Jays-twisted-fork-stackedIt took Jay some time to get there though. He may have started cooking at four but after a half-century on this earth, this is his first restaurant. Sure, he had a catering business and still does, providing food for everything from movies filmed in Worcester to his and Nancy’s wedding in 2013 to – unknowingly – his own 50th birthday party. Sure, he cooked at Howard Johnson’s near Holy Cross and York Steakhouse in the Auburn Mall as a teenager, but his first career was as an engineer at Digital.

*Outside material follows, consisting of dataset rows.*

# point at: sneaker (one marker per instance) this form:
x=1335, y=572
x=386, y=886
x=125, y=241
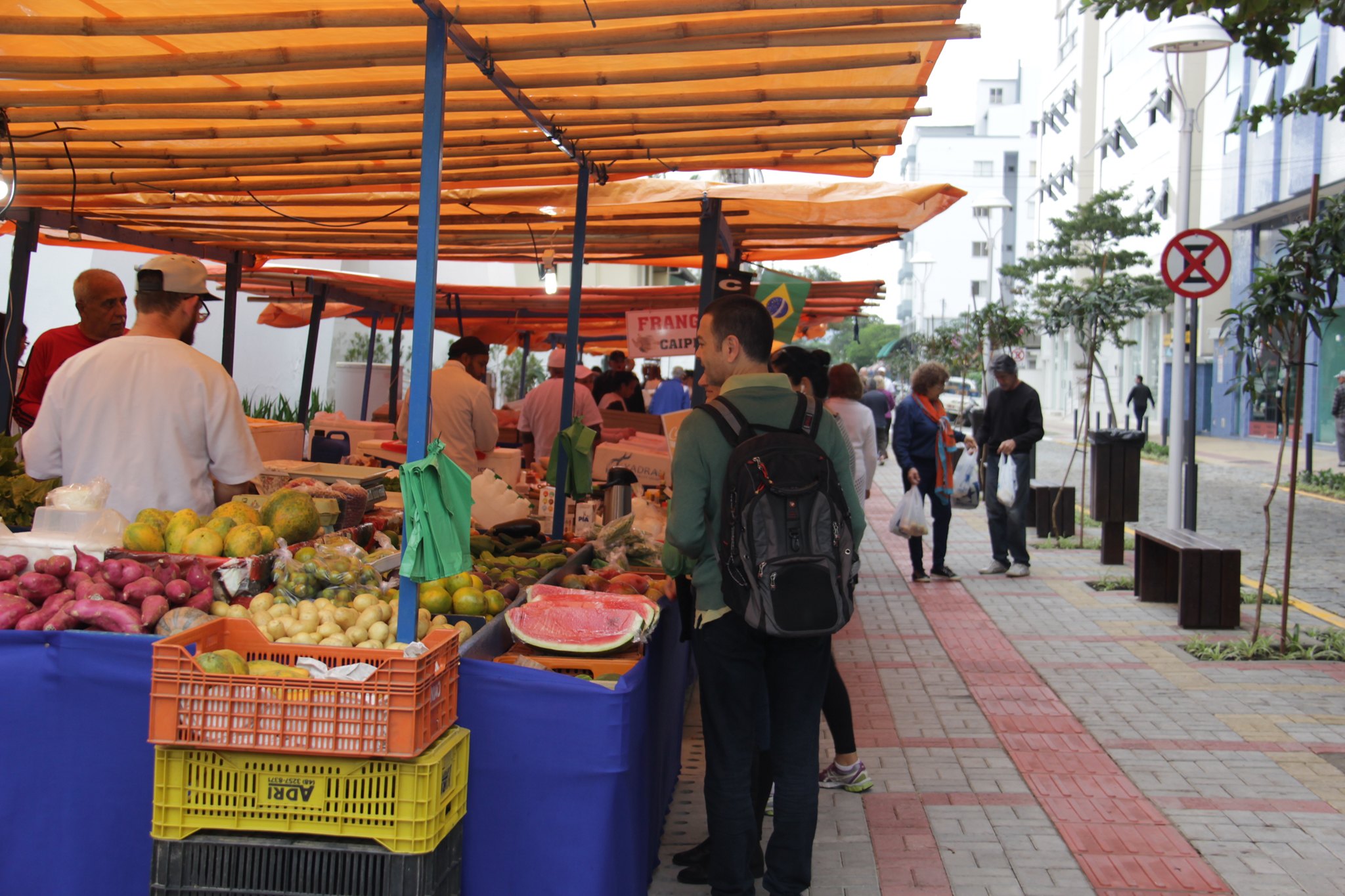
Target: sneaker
x=854, y=782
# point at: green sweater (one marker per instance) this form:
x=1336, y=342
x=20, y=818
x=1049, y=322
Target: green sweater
x=698, y=467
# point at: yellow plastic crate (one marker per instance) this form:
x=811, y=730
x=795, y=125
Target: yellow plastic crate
x=405, y=805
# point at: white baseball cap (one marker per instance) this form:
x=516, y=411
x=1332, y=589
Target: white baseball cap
x=174, y=274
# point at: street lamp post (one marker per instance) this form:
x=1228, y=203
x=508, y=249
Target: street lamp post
x=1185, y=35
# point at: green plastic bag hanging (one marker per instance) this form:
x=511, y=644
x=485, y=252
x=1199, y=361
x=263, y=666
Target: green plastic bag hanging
x=577, y=442
x=437, y=498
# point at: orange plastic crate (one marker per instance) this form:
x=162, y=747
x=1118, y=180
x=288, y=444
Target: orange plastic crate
x=399, y=712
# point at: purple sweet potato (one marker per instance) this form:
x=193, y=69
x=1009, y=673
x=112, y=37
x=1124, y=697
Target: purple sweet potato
x=202, y=599
x=178, y=591
x=38, y=586
x=108, y=616
x=64, y=618
x=58, y=567
x=92, y=590
x=152, y=610
x=12, y=609
x=37, y=621
x=87, y=563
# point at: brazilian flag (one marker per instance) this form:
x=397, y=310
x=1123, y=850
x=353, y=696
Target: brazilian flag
x=783, y=296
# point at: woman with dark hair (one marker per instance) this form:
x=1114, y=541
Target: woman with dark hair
x=926, y=446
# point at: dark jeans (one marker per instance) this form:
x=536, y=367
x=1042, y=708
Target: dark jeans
x=835, y=708
x=940, y=512
x=735, y=662
x=1007, y=526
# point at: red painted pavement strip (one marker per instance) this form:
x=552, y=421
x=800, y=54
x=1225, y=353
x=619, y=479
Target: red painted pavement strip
x=1119, y=837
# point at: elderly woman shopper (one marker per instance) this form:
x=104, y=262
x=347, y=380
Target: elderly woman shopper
x=927, y=449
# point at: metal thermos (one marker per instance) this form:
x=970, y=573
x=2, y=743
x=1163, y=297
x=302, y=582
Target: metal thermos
x=617, y=494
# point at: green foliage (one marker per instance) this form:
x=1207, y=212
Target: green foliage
x=357, y=349
x=1328, y=482
x=20, y=495
x=283, y=410
x=1265, y=28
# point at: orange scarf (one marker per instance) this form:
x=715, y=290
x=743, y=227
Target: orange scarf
x=944, y=446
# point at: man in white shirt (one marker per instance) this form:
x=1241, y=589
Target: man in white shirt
x=460, y=410
x=540, y=419
x=158, y=419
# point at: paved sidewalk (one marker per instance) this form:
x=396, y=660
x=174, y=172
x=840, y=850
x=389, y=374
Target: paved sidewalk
x=1036, y=736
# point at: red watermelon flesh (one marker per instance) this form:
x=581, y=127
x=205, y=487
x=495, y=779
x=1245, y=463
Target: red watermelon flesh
x=573, y=629
x=602, y=599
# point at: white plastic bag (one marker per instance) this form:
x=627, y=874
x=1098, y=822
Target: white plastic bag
x=965, y=475
x=1007, y=488
x=908, y=521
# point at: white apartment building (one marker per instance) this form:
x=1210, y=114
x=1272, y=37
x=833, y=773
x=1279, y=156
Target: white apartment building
x=994, y=156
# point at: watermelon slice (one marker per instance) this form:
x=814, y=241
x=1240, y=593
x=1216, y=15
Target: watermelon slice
x=573, y=629
x=552, y=594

“My mother knew what I was supposed to do before I did. She wanted me to go to Johnson & Wales after high school, because I loved to cook, but it was hot and hard work and I thought I didn’t want to do that for the rest of my life. But my dad is a CPA, and I can swear to you I was not put on this earth to be a CPA. So, I went to engineering school and then to Digital and while I am working there I win a chili contest out of a 100 people.”

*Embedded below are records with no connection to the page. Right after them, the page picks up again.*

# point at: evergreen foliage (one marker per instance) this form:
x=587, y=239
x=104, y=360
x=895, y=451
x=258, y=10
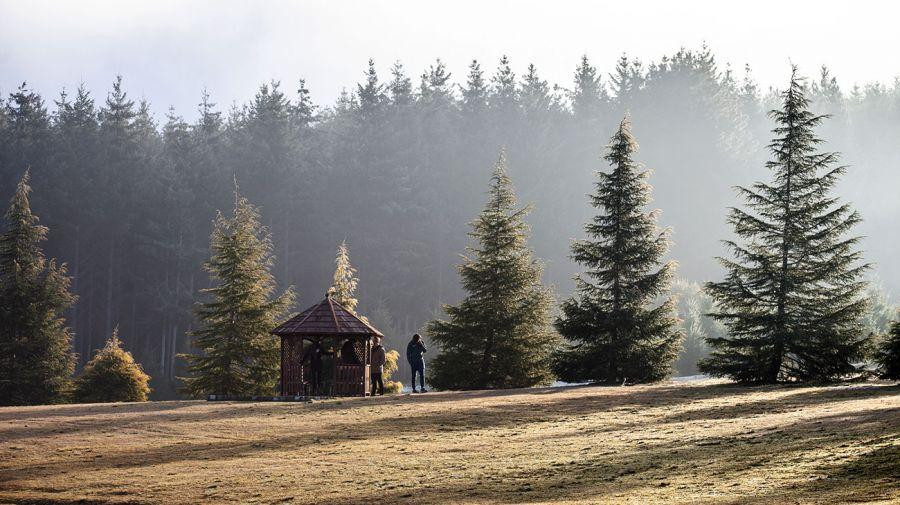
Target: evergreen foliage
x=888, y=356
x=499, y=336
x=615, y=333
x=36, y=360
x=239, y=357
x=129, y=200
x=793, y=298
x=112, y=375
x=343, y=286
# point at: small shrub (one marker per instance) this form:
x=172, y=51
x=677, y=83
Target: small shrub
x=112, y=376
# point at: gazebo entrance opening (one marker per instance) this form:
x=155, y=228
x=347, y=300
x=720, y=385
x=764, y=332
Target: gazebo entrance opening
x=326, y=350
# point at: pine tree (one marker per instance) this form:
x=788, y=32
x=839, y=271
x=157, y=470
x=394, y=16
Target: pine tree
x=589, y=95
x=616, y=333
x=400, y=86
x=792, y=296
x=888, y=357
x=499, y=336
x=343, y=286
x=36, y=360
x=239, y=356
x=112, y=376
x=474, y=95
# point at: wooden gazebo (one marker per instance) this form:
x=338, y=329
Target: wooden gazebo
x=328, y=325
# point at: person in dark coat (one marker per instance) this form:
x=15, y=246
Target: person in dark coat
x=414, y=354
x=348, y=353
x=313, y=355
x=378, y=359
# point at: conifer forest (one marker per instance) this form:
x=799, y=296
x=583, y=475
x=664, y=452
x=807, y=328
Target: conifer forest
x=400, y=165
x=478, y=253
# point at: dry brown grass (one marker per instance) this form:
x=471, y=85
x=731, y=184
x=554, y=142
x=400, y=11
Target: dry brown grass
x=704, y=442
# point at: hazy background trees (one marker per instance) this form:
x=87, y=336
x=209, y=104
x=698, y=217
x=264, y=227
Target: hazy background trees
x=397, y=167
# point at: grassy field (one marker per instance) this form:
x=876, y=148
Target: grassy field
x=704, y=442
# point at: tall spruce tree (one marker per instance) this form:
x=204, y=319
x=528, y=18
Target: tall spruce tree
x=36, y=360
x=792, y=299
x=343, y=286
x=616, y=333
x=888, y=354
x=500, y=335
x=239, y=357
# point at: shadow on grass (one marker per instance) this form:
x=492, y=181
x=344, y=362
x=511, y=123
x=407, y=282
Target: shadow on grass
x=595, y=477
x=642, y=466
x=39, y=422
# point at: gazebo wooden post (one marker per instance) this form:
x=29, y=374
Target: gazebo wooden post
x=281, y=388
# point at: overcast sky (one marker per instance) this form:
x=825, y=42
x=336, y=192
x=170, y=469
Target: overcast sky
x=168, y=51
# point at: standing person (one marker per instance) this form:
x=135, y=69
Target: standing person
x=378, y=359
x=414, y=354
x=313, y=355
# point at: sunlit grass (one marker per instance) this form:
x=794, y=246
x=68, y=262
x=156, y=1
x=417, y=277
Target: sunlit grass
x=672, y=443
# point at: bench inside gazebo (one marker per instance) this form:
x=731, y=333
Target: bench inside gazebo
x=340, y=334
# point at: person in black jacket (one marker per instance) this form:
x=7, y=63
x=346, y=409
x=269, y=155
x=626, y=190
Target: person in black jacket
x=414, y=354
x=377, y=367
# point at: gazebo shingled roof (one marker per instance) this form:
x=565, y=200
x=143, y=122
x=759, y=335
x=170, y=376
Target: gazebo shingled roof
x=326, y=318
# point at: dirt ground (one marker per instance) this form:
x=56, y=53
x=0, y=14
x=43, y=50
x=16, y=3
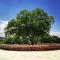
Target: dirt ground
x=29, y=55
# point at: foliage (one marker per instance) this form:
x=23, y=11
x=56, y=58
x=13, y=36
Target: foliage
x=31, y=24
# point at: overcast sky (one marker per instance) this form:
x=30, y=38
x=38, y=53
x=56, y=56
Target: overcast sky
x=9, y=9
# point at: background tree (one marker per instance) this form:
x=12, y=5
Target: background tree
x=30, y=24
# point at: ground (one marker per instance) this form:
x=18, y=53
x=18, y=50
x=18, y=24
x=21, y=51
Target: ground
x=29, y=55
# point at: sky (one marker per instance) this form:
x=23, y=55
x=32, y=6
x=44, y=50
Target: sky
x=9, y=9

That chili was still a ways away from gracing our plates, however. After a decade at Digital, he also explored careers in car and mortgage sales before finally heading to Johnson & Wales and then opening his twisted restaurant.

The name comes from his best friend who told Jay, “You’re always twisted when you come up with these things.” Like his signature shrimp scampi omelet, which he first made following Easter Day brunch in 2010: “One of my servers asked what the special was going to be. I had all this shrimp left over. I was thinking about egg foo young which has a great mouth feel and said, ‘I’m going to do a shrimp scampi omelet.’ We sold nine that day. Then Phantom Gourmet tries it and the rest is history.”

That mouth feel and flavor profiling are the foundation of all Jay cooks, an inductee into Les Dames d’Escoffier in 2014. As approachable as the place and the food is, this is a serious guy loves to play with his food. He sous vides his eggs on weekends and is now evolving from the homemade flatbreads now on the menu to try and create a perfect Neapolitan pizza crust. He tries something new and instantly tries to make it his own. (Sriracha shrimp is the latest customer addiction and Jay is delighted it has caught on.) He’ll also go “out there” and pair things that live and grow together and his customers will usually follow – even if it is, say, a rabbit taco served with a sauce and slaw based on what that animal was eating.

“There isn’t anything I don’t like and won’t explore,” he says. “I try and embrace everything in the area that I can get. If I could get a squirrel or a raccoon locally and find a recipe that comes from the period of the Pilgrims when we ate that? I would do it. The best part about the people who come to this restaurant is they will friggin’ try it too. People say how can you stick to your roots having so many people come in? But I know the people. I know there’s an ass for every seat out there – a restaurant for everybody. I want people to come here because they are happy. I owe everything I do to them.”

And they in turn ask Nancy, “Is he always like this?”

“Chefs open up their lives,” he says. “You come in to my restaurant and this is my life – my bedroom, living room, dining room. And when you run a small family restaurant, customers are my extended family. Nancy asks me all the time, ‘Does everyone need to know all our business?’ But I don’t know any other way.”